In-class Exercise 6b

Author

Ho Zi Jun

Published

May 18, 2024

Modified

June 8, 2024

6.0 VAST Challenge 2024 - MC3

6.1 Loading the necessary R packages

pacman::p_load(jsonlite, tidygraph, ggraph,
               visNetwork, graphlayouts, ggforce,
               skimr, tidytext, tidyverse)

6.2 Data import

In the code chunk below, fromJSON() of jsonlite package is used to import MC3.json into the R environment

mc3_data <- fromJSON("data/MC3.json")

In the code chunk below the class() function is used to confirm that the data is imported as a list

class(mc3_data)
[1] "list"

The output is called mc3_data. It is a large list R object.

6.3 Extracing edges

The code chunk below will be used to extract the links data.frame of mc3_data and saves it as a tibble data.frame called mc3_edges.

mc3_edges <-
  as_tibble(mc3_data$links) %>%
  distinct() %>% #to avoid duplicate records; source,target,type if they are the same will be treated as duplicates and kept as one
  mutate(source = as.character(source),
         target = as.character(target),
         type = as.character(type)) %>%
  group_by(source, target, type) %>%
    summarise(weights = n()) %>% #weight - representation the number of linkages
  filter(source!=target) %>%
  ungroup()

MC3 Edges tibble data.frame
In the code chunk above
  • distinct() is used to ensure that there will be no duplicated records.
  • mutate() and as.character() are used to convert the field data type from list to character.
  • group_by() and summarise() are used to count the number of unique links
  • the filter(source!=target) is to ensure that no records are with similar source and target.

6.4 Extracing nodes

mc3_nodes <- as.tibble(mc3_data$nodes) %>% #extracting from the nodes data.frame
  mutate(country = as.character(country),
         id = as.character(id),
         product_services = as.character(product_services),
         revenue_omu = as.numeric(as.character(revenue_omu)), #as.numeric() since revenue should be processed as number to be able to do statistical analysis such as average
         type = as.character(type)) %>%
  select(id, country, type, revenue_omu, product_services)
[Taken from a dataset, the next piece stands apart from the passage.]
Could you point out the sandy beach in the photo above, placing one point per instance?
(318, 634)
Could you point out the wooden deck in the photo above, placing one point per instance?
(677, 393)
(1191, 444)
MC3 Nodes tibble data.frame
In the code chunk above
  • to convert revenue_omu from list data type to numeric data type, we would have to convert the values into character first by using as.character() followed by as.numeric() to convert the data into numeric data type.
  • select() is used to re-organise the order of the fields.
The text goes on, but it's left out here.